Voilà quatre jours que Narcisse et Édouard s’occupent à abattre et à fendre du bois : aussi vais-je avoir un bûcher bien garni.

Au milieu de ma solitude, j’ai eu ce matin un événement bien agréable, à savoir la visite de l’horloger[1]. Il m’a encore parlé du temps (qu’il trouve toujours beau), mais comme je dormais encore à moitié, je crois avoir perdu deux ou trois rognonnements de la fin. Quel dommage ! en voilà maintenant pour quinze jours ! C’est long à attendre.

Je suis bien aise que les Récits mérovingiens t’amusent ; relis-les quand tu auras fini ; apprends des dates, tu as tes programmes, et passe tous les jours quelque temps à regarder une carte de géographie.

Ma lettre t’arrivera demain soir au moment où vous vous mettrez à table ; je boirai, de mon côté, tout seul, à votre santé.

Adieu, mon pauvre Caro.
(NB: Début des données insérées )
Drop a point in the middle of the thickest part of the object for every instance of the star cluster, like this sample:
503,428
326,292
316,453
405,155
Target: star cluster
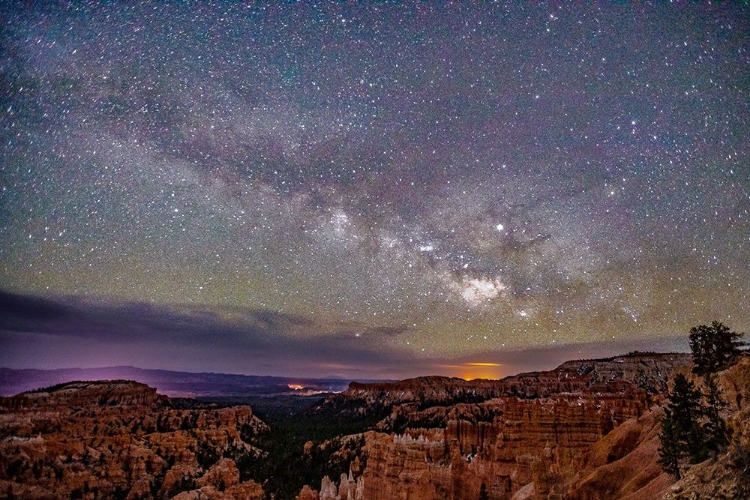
429,180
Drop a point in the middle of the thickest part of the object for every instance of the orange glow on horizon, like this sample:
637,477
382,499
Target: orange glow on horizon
476,370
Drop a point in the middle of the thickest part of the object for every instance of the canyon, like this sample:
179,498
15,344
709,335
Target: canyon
586,430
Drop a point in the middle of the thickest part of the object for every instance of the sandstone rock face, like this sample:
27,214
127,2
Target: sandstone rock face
120,439
559,434
728,476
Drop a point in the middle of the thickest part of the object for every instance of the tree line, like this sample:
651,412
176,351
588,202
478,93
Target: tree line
693,429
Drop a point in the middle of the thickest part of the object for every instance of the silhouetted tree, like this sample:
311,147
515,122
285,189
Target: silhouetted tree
714,347
717,433
684,412
672,450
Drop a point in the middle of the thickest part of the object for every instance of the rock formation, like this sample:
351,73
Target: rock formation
555,434
120,439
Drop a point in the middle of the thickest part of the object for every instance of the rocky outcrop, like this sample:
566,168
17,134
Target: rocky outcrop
121,439
728,475
649,372
566,433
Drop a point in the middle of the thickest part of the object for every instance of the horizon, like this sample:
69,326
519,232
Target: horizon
372,191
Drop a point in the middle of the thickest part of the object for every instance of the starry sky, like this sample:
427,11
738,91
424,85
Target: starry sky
372,190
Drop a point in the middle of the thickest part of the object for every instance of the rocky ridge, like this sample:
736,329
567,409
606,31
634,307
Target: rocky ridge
120,439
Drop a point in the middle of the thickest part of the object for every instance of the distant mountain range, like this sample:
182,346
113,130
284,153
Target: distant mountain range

Sois bien gentille et pense à

Ton vieux qui t’embrasse.

  1. L’horloger, dont la visite se renouvelait tous les quinze jours, était un sujet de gaieté pour Flaubert et sa nièce. « Il avait, dit celle-ci, une perruque jaune, trop petite, sur une figure de poupard, entrait souvent pendant notre déjeuner, prenait avec des précautions infinies une chaise pour remonter la grande pendule Louis XIV, et ne cessait de faire entendre un rognonnement dans lequel on percevait les mots d’ « huile grasse,… échappements. » Il quittait l’appartement en faisant force saluts et sourires. »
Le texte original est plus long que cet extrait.